As children’s hospitals attempt to navigate the coming weeks and prepare for the years to come, it’s clear that we need help. Federal emergency declarations, such as the COVID-era protections recently extended to include the current surge, offer financial and legal protections to hospitals to create flexibility where it did not previously exist. But they are set to expire soon, and it is not clear how we will maintain that vital flexibility when they do. State level emergency declarations provide similar critical flexibility in the worst of times. Unfortunately, only 10 states have issued public emergency declarations related to the current pediatric surge. Clearly, there is widespread fatigue when it comes to pandemic health measures in America. But the need for flexibility that comes with these federal and state declarations cannot be overstated.

We also need better national data sources, and then we need to put those data to good use. In response to the COVID-19 pandemic, the state of Washington developed the Washington Medical Coordination Center, a statewide collaboration between hospitals and the Department of Public Health that in surge situations can act as a sort of air traffic control for patient transfers, with insight into bed availability across the state. A few other states have made similar efforts, but most have not invested in such widespread response capability. It is extremely challenging to reliably know bed availability in real-time, much less direct patients intelligently based on that data. And pediatric bed requests don’t stop at state lines - hospitals routinely field transfer requests from out-of-state. A regional or national solution is critically needed.

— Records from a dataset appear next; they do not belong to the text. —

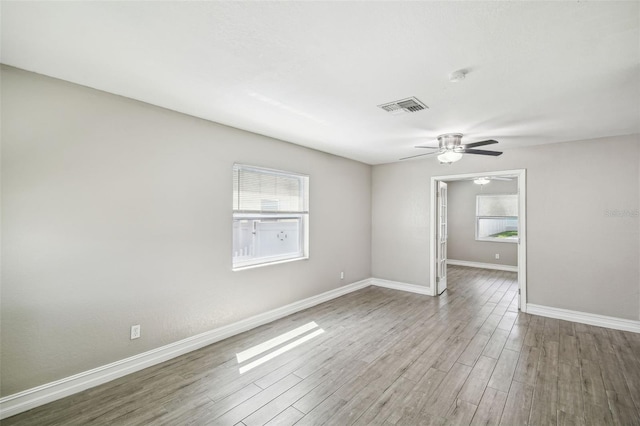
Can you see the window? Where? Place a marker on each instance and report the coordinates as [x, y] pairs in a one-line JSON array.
[[270, 216], [497, 218]]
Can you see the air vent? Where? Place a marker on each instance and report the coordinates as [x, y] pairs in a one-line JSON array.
[[403, 106]]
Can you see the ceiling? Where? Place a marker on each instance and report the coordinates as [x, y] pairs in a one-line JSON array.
[[313, 73]]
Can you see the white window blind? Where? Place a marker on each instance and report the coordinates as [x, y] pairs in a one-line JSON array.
[[257, 190], [497, 205], [270, 216], [497, 217]]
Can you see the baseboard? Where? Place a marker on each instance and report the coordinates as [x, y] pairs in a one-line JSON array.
[[585, 318], [495, 266], [395, 285], [31, 398]]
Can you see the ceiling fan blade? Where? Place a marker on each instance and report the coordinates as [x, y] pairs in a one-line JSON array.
[[481, 152], [420, 155], [481, 143]]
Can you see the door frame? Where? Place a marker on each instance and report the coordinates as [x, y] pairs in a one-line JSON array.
[[521, 174]]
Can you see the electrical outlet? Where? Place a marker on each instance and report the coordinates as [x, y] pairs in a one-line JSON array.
[[135, 331]]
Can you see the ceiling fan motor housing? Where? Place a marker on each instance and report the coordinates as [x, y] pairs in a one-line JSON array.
[[450, 141]]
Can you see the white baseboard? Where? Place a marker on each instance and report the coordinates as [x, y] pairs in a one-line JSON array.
[[17, 403], [395, 285], [585, 318], [495, 266]]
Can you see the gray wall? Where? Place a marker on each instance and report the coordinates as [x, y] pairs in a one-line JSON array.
[[579, 257], [462, 244], [116, 213]]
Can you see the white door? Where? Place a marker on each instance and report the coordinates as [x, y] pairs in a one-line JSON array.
[[441, 260]]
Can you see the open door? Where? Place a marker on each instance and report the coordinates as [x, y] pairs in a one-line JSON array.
[[441, 278]]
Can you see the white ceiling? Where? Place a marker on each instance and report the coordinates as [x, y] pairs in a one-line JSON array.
[[313, 73]]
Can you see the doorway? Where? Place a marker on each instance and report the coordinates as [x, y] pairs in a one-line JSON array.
[[438, 237]]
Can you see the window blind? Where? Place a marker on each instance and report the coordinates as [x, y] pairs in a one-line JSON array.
[[257, 190], [497, 205]]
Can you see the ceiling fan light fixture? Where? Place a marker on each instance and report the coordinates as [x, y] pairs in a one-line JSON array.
[[449, 157]]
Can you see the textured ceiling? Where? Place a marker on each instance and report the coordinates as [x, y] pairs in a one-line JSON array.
[[312, 73]]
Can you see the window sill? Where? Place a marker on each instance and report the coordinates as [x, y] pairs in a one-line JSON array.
[[499, 240], [275, 262]]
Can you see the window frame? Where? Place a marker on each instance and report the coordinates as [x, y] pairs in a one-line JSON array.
[[512, 240], [301, 216]]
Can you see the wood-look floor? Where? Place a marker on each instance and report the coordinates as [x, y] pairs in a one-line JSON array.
[[388, 357]]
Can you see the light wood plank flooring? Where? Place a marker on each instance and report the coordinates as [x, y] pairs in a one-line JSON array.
[[387, 357]]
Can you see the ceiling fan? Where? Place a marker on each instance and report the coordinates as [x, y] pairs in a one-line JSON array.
[[450, 148]]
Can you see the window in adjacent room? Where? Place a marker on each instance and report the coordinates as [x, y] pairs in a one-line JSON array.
[[497, 217], [270, 216]]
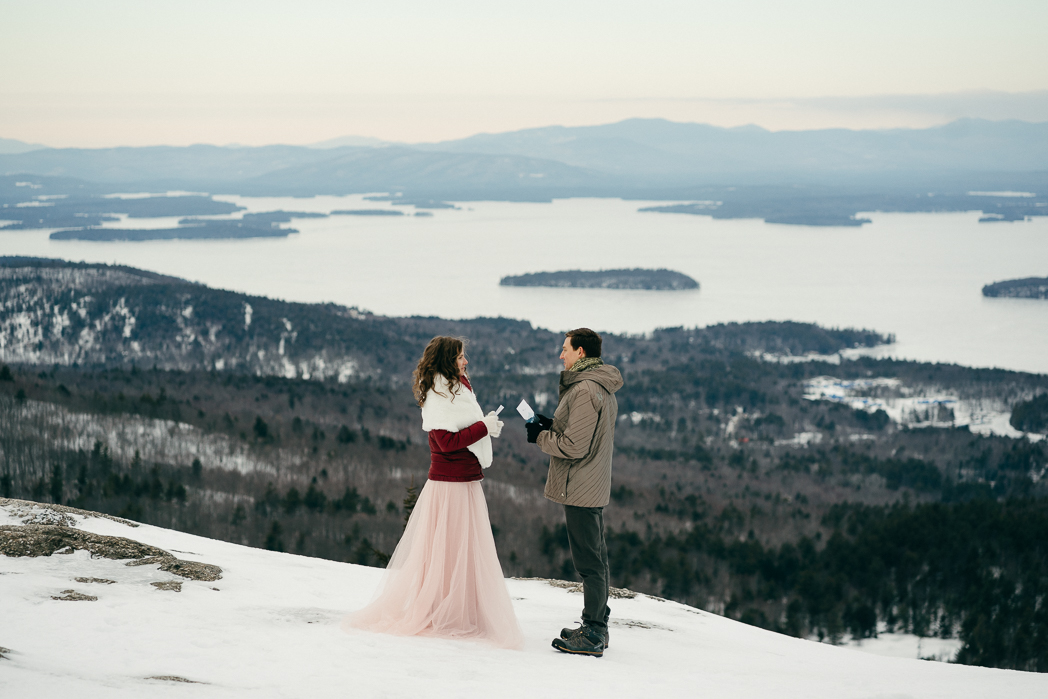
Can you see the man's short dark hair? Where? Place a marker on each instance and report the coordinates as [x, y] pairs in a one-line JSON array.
[[589, 341]]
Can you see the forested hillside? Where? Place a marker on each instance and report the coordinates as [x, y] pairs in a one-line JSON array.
[[743, 484]]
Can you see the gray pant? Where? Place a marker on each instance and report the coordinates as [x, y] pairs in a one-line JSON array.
[[589, 553]]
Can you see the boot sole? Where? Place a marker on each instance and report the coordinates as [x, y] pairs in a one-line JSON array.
[[595, 654], [606, 646]]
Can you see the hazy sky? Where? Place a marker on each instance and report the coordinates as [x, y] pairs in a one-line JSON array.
[[106, 72]]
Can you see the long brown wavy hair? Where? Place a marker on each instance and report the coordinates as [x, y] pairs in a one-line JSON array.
[[439, 357]]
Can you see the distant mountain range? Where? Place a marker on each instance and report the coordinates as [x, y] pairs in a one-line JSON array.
[[672, 152], [824, 177], [610, 159]]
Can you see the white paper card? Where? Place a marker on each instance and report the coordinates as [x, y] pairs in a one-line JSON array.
[[525, 410]]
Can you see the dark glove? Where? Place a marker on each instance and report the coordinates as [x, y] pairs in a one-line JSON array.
[[535, 428]]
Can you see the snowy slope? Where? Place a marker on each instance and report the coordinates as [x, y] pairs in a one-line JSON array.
[[269, 628]]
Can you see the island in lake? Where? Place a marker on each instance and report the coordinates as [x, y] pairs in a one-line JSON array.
[[1031, 287], [661, 280]]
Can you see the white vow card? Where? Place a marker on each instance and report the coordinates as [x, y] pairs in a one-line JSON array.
[[525, 410]]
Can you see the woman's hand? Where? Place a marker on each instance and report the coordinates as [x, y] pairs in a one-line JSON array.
[[493, 423]]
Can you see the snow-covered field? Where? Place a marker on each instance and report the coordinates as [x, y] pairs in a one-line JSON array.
[[269, 628]]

Finally, we need to re-establish and expand pediatric capacity in our children’s own communities. Building new PICU beds and finding the people to staff them will take years. Creating financial incentives from Medicaid and commercial insurers for smaller communities to rebuild and expand their pediatric capacity will take political will. But there are things we can do today to help smaller hospitals take care of children, at least keeping them safe until they can be transferred to a pediatric bed. With the help of regional children’s hospitals offering telehealth consults, our specialists can help children in small emergency departments without pediatric specialists or substantial expertise. Hospitals also need equipment that is sized for children, and emergency personnel need to know how to use it. The Pediatric Ready Program outlines what hospitals should have on hand to care for children and will soon be part of the widely adopted American College of Surgeons Trauma Center verification system. In the meantime, we are doing our best to be a resource to the physicians on the other end of the line, sharing our expertise from a distance as best we can.

For now, we don’t have the beds we need. So we need to make children safe in the beds they have.

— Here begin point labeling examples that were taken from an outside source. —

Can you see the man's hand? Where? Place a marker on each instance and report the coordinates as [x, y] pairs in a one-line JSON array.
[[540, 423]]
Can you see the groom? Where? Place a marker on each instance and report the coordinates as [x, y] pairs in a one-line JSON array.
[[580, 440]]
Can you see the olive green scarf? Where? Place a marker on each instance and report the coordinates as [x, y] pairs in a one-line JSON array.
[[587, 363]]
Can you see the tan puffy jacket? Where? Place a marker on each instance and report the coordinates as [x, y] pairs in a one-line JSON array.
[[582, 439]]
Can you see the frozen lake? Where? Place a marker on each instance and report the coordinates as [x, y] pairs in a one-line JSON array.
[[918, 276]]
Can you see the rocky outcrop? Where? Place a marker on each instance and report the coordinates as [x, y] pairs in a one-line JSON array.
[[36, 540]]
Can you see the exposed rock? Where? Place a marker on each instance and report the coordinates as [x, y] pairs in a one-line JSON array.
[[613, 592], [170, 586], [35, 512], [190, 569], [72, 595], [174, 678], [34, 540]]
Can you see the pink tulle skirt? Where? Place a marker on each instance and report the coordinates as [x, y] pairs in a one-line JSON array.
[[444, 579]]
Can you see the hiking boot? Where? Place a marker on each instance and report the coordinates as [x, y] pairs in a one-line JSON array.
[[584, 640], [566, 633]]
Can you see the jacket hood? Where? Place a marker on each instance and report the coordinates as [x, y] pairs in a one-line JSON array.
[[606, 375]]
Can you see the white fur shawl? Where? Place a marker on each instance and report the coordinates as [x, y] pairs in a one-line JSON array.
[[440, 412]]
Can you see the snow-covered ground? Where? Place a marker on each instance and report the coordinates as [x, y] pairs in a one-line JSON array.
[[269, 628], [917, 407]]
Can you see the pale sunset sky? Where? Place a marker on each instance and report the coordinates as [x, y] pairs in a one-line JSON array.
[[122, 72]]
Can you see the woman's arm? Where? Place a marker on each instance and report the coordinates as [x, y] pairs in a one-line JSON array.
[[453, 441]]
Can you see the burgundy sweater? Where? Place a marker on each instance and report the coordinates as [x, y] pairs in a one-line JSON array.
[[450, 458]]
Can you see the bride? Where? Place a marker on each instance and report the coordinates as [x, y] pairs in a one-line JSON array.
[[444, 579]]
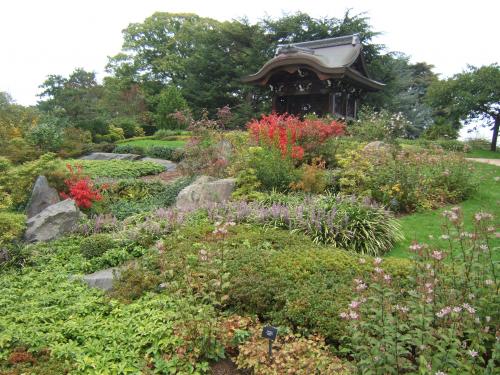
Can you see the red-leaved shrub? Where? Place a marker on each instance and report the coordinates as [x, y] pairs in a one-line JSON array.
[[292, 136], [80, 188]]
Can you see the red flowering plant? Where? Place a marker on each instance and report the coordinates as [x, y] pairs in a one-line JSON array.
[[291, 135], [81, 188]]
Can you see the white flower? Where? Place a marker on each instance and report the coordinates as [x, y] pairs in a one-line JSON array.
[[472, 353], [443, 312], [469, 308], [361, 287], [354, 304]]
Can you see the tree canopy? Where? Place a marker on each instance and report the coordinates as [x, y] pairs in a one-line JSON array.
[[470, 96]]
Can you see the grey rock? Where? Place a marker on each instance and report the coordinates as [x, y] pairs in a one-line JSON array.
[[205, 190], [42, 196], [102, 279], [52, 222], [110, 156], [169, 165]]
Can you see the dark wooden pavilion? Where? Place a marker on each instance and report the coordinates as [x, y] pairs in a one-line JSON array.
[[326, 76]]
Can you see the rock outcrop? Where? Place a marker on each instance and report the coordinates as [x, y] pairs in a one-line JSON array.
[[205, 190], [52, 222], [42, 197]]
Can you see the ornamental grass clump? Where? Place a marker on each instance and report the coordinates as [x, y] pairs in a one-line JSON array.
[[343, 222], [442, 319]]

Dr. Kohler and Dr. Newton are pediatric surgeons and physician administrators in Northern California. Dr. Newton leads the Western Regional Alliance for Pediatric Emergency Management (WRAP-EM) and is a Co-Principal Investigator of the Pediatric Pandemic Network (PPN). Dr. Kohler is a specialist in health communication. The contents are solely the responsibility of the authors and do not necessarily represent the official views of ASPR, HRSA or the Department of Health and Human Services.